In this study, however, service users saw themselves in a less positive light compared with their past selves, a finding that is consistent with a study by Dinos and others (
33) in which 12 individuals diagnosed as having schizophrenia compared themselves negatively with their former selves. Most studies that have explored temporal comparisons, however, were conducted in the absence of threatening events or focused on acute threats that were no longer present (
34). Experiencing a first-episode psychosis is a different type of threat that has the potential to cause ongoing problems. These findings suggest that the theory of temporal self-appraisal be elaborated to include people who have and continue to experience major life changes, such as service users with a first episode of psychosis.
This study had several limitations. Most of the caregivers were family members, making the data less generalizable to use of EIS when caregivers are not family. There was also significant but expected attrition between the first and second interviews; we do not know if the individuals who agreed to the second interview were more or less likely to hold particular opinions about or perhaps have different experiences of EIS. Also, we were able to conduct follow-up interviews of service users at only one time point.
Conclusions
The study findings suggest several conclusions. First, there is a need for greater flexibility in service provision, so that service users can be engaged at the level they need for as long as they need. Engagement should not be regarded as synonymous with highly intensive contact. The ability to be flexible and reflexive to individual service users' needs in early intervention may be a better marker of the quality of services than are uniformly high levels of service engagement.
Second, family support was seen as critical by service users, and families were an important link with services.
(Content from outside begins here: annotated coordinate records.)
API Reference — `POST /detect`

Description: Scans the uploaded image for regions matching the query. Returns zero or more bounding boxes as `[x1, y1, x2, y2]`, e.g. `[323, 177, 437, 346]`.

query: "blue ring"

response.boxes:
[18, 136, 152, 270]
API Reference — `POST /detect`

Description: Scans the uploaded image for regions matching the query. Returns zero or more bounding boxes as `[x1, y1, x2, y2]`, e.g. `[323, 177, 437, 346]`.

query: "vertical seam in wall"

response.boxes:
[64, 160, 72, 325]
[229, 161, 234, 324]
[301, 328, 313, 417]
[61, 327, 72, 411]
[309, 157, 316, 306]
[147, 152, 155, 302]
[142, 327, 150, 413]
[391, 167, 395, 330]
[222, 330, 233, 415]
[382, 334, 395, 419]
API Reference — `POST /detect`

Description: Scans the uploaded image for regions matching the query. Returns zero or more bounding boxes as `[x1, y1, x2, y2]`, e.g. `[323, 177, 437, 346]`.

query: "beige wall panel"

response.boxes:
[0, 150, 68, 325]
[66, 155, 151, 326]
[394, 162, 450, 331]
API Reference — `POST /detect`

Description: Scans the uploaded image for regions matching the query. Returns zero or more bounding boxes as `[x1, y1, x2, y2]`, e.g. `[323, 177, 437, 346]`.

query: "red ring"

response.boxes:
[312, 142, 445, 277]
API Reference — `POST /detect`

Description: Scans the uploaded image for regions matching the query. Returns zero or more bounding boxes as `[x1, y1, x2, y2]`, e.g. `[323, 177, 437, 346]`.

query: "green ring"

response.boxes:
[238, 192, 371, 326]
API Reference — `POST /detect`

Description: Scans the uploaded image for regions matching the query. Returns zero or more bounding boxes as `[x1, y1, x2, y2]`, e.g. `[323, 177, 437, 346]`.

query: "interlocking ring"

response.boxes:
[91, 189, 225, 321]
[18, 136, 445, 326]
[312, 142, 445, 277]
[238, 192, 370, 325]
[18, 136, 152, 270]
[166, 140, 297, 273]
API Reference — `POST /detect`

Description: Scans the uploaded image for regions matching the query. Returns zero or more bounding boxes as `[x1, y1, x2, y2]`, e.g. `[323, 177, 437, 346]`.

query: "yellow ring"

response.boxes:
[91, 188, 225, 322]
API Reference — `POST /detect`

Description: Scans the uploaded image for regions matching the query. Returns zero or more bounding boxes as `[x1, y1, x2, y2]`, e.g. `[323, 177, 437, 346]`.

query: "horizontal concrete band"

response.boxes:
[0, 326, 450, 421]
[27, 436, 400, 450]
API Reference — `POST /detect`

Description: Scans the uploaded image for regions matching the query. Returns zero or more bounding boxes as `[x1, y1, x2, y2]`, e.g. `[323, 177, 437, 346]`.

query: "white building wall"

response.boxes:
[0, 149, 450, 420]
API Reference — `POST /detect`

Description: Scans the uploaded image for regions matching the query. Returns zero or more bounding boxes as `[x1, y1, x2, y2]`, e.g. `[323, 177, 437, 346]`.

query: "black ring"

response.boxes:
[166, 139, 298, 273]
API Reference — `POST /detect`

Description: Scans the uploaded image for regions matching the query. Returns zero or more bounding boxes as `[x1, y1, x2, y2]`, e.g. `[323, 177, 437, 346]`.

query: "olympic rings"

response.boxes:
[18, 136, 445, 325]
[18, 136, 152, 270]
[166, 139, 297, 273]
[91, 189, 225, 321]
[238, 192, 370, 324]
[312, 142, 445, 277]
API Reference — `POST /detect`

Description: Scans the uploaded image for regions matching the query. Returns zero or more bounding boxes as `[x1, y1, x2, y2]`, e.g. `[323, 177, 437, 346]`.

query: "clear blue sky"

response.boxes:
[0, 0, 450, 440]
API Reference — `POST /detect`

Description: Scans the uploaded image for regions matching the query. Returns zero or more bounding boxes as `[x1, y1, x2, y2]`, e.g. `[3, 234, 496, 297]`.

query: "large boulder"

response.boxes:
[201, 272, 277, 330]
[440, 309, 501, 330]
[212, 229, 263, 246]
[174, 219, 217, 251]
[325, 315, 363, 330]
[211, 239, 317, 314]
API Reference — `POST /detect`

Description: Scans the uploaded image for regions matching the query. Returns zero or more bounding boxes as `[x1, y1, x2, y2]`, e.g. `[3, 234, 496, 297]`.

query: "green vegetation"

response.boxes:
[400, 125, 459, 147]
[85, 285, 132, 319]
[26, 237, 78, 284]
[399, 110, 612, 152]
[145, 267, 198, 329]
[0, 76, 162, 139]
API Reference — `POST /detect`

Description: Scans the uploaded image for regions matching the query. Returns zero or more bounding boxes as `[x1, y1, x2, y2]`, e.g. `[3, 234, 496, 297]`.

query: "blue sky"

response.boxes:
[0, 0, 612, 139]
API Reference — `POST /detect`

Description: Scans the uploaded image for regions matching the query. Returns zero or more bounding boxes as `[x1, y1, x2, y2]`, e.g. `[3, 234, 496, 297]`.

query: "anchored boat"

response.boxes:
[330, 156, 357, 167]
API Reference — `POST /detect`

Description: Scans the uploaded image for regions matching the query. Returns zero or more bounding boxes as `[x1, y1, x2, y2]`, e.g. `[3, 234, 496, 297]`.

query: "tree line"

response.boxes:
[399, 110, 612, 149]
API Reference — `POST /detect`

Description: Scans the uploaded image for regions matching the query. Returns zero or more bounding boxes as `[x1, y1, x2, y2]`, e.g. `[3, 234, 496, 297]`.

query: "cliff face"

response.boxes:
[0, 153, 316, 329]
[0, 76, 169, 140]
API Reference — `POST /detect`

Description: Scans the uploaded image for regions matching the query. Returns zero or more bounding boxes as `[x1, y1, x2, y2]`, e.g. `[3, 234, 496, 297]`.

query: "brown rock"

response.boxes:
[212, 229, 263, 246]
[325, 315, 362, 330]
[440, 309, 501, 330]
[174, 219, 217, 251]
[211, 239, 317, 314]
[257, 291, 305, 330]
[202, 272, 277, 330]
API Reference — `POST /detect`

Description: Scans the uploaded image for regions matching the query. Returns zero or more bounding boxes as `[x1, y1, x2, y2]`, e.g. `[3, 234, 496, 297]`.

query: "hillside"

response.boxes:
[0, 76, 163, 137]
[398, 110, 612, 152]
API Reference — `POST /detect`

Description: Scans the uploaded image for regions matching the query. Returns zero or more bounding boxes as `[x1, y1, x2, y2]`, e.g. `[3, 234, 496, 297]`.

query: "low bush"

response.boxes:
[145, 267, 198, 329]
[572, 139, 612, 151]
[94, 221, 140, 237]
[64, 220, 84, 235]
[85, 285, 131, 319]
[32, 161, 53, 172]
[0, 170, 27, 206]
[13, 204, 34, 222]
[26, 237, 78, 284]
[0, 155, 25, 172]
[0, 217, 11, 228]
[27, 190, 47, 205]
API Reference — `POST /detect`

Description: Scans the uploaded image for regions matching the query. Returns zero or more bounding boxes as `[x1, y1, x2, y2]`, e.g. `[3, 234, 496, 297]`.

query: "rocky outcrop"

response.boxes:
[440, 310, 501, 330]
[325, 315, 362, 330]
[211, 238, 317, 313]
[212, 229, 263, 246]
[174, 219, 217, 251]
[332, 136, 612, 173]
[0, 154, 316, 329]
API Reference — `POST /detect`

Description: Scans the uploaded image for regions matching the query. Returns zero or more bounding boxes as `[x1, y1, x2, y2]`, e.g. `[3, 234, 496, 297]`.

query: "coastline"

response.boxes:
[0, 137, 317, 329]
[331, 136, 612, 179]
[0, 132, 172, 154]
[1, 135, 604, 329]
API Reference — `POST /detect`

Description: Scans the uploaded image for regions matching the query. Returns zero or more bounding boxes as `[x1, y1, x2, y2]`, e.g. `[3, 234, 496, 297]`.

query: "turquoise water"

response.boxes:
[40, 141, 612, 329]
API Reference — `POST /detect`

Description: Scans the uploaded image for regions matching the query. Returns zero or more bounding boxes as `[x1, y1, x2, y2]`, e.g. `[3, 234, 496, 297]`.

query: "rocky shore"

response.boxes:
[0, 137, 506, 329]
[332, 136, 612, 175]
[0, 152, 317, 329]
Involving and supporting families is part of the policy-implementation guidance for EIS, but this study suggests that their role in providing both practical and emotional support and in liaising with key workers may be more important than previously thought. Families may also provide a means of engagement with service users.
Third, because a diagnosis of first-episode psychosis is accompanied by major changes and continuing readjustments in many areas of an individual's life, consideration of temporal comparisons is important. EIS may need to develop even more recovery-focused strategies that take into account the relatively rapid change in service users' perceptions of their personal identity. Providing therapy and stigma-challenging activities in particular seem to be key in supporting service users as they gradually develop a new self-image. Understanding the nature of service users' adaptation to such an intensive therapeutic approach over time and the way in which their sense of self is challenged and can be protected is critical in further developing the EIS model.